Developer: Ensemble Studios | Year: 1999 | List Price: $9.99 | Buy from Amazon
I just recently re-took interest in this game, as it was one of the games I enjoyed most not too long ago. I did a review on Age of Empires III a little while ago, and I actually got that game before Age of Empires II, so I’ll use that for an excuse for this long-overdue review.
I think I should say before I start that I own the Mac port for the game, but I don’t think there are any differences between versions. (As a side note, if you have Lion, you can’t actually play Age of Empires II on Mac anymore, at least not without some tinkering, as it is a PowerPC application which Apple no longer supports.) Regardless of the platform, Age of Empires II is a significant milestone of the real-time strategy genre. The Age of Empires franchise was actually the first historical RTS franchise and is probably the most well-known.
Age of Empires II continues where Age fo Empires left off, at the fall of the western Roman empire. You begin the game with a small settlement with a few villagers and almost no technology. As your town grows, you can research new technologies and develop your armies. The ultimate goal is to vanquish your enemies on the battlefield and be the only tribe left on the map.
There are many civilisations to lead to victory. The 13 Middle Age civilsations include the likes of the Britons, Goths, Saracens, and Mongols. Unfortunately, unlike later games, there isn’t really much difference between civilisations: They have only slightly different sets of units, and each has only one unique unit. There are also many campaigns to play. Not including the learning campaign, there are 5 different campaigns, all separate from each other and with different difficulty levels.
The game actually has an extremely deep strategy system, even when compared to more modern titles. There are formations for your troops to assume, four different resources to stockplile, even features which the newer Age of Empires III does not have, such as a primitive diplomacy system with trading ships and carts.
There is also an expansion pack called the Conquerors, which adds 5 new civilisations, 4 new campaigns, and a whole host of new units, technologies and maps. This in itself is not really so revolutionary, but there are also new features that make the gameplay smoother and easier, such as smarter villagers, buying replacement farms in advance, and some general UI improvements. The expansion pack really adds a lot to the game, and fortunately nowadays it is usually bundled in.
Obviously where this game loses out in our time is in graphics. At 13 years old, Age of Empires II is not exactly a new game, and this is rather apparent.

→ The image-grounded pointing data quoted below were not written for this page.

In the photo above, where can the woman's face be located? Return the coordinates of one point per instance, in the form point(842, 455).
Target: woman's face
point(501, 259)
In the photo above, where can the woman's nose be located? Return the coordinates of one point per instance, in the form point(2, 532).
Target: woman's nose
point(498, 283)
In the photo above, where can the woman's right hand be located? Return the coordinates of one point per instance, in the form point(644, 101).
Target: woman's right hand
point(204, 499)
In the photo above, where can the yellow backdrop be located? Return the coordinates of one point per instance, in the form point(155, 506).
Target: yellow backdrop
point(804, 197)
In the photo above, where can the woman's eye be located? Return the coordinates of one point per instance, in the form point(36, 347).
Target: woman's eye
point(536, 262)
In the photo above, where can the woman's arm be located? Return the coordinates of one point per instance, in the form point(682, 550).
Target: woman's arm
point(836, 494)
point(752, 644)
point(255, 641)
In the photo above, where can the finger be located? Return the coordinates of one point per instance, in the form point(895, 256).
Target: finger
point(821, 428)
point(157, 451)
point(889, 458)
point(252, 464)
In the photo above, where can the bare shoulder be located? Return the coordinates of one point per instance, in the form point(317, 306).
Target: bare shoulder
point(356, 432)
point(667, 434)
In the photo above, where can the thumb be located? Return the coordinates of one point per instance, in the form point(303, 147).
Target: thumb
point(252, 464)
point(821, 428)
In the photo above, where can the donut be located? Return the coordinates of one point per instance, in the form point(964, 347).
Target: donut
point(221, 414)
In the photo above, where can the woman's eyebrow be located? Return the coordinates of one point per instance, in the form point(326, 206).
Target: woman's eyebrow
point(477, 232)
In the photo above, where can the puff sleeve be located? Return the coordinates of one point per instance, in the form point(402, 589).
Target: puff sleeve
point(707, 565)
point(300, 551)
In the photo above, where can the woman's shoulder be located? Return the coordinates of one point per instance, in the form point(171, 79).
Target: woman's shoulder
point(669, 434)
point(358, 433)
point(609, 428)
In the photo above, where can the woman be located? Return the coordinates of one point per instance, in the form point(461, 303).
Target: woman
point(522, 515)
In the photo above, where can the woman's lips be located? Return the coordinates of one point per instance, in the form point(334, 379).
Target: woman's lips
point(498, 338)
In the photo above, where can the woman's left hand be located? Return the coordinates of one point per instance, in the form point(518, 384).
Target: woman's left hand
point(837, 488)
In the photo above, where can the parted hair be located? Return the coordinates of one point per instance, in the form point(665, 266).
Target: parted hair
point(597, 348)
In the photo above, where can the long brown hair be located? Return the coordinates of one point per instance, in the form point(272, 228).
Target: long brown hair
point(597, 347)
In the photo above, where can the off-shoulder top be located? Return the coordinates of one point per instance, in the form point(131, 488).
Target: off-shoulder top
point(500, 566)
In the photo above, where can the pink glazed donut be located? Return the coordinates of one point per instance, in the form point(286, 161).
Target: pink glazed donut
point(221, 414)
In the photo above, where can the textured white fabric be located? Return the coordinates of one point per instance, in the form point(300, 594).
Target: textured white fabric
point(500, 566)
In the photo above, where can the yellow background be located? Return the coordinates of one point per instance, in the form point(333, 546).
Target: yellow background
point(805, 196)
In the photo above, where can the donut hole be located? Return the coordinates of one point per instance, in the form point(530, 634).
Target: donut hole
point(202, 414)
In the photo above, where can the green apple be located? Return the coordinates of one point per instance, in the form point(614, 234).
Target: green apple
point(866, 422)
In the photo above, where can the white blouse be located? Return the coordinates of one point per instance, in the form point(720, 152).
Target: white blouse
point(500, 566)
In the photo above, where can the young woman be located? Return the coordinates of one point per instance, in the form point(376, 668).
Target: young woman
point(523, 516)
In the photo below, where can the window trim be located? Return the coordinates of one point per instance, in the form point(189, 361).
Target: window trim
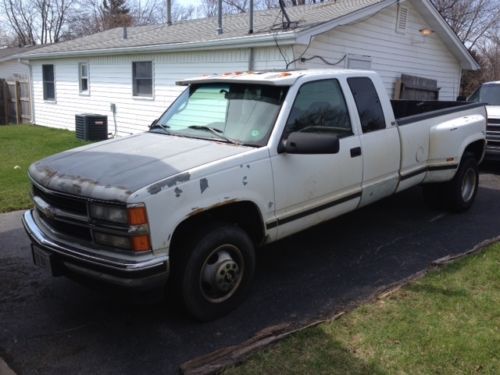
point(384, 118)
point(143, 97)
point(80, 77)
point(284, 134)
point(44, 81)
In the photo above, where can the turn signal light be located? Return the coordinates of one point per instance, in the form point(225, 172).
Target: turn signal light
point(137, 216)
point(141, 243)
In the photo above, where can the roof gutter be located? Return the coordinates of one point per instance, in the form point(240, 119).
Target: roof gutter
point(464, 52)
point(267, 40)
point(305, 36)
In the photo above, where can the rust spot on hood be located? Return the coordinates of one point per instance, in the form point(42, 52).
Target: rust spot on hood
point(168, 182)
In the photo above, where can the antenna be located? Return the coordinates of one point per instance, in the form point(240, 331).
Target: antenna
point(286, 24)
point(250, 29)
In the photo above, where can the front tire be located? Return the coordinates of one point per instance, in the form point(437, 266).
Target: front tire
point(217, 268)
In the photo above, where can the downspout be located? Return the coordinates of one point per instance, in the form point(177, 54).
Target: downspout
point(251, 59)
point(169, 12)
point(219, 30)
point(32, 101)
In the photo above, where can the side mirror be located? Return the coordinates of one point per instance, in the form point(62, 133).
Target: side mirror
point(310, 143)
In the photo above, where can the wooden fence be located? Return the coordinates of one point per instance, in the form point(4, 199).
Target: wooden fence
point(15, 102)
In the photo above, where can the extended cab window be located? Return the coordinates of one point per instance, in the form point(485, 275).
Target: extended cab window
point(487, 93)
point(231, 112)
point(320, 107)
point(367, 101)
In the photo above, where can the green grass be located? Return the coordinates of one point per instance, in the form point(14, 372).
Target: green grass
point(446, 323)
point(21, 145)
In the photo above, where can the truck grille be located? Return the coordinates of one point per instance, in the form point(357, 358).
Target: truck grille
point(493, 133)
point(63, 202)
point(68, 215)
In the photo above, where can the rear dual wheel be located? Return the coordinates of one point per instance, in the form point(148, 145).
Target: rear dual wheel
point(458, 194)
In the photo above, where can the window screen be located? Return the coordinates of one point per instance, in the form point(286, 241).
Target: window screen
point(83, 72)
point(320, 107)
point(367, 103)
point(142, 76)
point(49, 91)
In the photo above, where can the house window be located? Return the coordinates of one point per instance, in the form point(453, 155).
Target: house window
point(142, 78)
point(83, 78)
point(49, 89)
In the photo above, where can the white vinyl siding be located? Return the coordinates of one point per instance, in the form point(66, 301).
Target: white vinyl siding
point(373, 42)
point(391, 53)
point(112, 84)
point(14, 71)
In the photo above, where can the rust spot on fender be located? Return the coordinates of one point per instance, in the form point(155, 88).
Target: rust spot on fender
point(196, 211)
point(203, 185)
point(168, 182)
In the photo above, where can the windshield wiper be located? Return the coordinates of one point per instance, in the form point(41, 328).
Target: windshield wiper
point(219, 133)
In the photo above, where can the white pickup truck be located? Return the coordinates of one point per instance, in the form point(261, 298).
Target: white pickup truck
point(237, 161)
point(489, 93)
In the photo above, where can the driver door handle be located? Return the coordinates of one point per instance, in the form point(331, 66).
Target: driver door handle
point(356, 151)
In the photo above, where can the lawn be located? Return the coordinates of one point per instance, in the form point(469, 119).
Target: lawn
point(445, 323)
point(21, 145)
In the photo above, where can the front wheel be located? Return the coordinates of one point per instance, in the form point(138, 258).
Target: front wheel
point(216, 271)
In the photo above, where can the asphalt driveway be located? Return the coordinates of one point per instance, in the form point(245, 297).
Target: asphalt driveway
point(54, 325)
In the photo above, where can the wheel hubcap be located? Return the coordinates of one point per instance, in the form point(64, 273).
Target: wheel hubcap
point(468, 185)
point(221, 273)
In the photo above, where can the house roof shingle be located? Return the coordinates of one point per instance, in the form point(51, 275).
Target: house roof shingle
point(266, 22)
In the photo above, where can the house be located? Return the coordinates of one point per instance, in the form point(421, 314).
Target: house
point(15, 87)
point(11, 68)
point(129, 74)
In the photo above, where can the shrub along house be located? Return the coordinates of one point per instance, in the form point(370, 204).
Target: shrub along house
point(129, 74)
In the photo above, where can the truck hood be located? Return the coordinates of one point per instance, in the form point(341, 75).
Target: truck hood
point(113, 170)
point(493, 111)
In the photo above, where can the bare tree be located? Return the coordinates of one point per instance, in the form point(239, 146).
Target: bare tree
point(37, 21)
point(472, 20)
point(155, 12)
point(115, 13)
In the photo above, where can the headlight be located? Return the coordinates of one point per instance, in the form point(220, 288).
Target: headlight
point(109, 213)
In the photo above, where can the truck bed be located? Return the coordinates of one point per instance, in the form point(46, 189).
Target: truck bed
point(409, 111)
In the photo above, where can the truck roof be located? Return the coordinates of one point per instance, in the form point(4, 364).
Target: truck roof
point(276, 78)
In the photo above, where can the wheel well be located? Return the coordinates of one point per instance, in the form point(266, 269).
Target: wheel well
point(476, 148)
point(244, 214)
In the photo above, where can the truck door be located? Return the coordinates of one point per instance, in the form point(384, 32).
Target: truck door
point(380, 142)
point(313, 188)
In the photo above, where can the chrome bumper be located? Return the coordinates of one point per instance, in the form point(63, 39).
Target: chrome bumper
point(72, 258)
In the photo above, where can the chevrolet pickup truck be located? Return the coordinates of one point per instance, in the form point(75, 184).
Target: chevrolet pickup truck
point(489, 93)
point(237, 161)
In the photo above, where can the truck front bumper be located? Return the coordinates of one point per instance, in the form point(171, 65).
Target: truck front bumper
point(74, 259)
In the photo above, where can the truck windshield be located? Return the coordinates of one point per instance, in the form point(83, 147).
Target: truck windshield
point(489, 94)
point(228, 112)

On newer, larger screens, the game is extremely dotty and animations seem awkward and cheesy sometimes. Of course, this could be a good thing, too, as you no longer have to worry if you have adequate system requirements and the game never freezes or jumps. If you are younger, or just new to video games of this type, this may not be a good entry, as newer games are often simpler and more logical, and have more well-defined graphics.
Game length could also present an issue to some. When compared against other strategy games, games are actually rather short, but modern casual games have made the general population more impatient with their games, and while Age of Empires III has games lasting about half-an-hour to an hour, Age of Empires II easily doubles that.
So basically, if you are looking for a good RTS to just try out, this may not be the first choice, but if you are experienced in the genre and determined to suffer through out-dated graphics, then this game is an extremely nice piece of RTS history, at a price reasonably lower than you would get for a more modern game.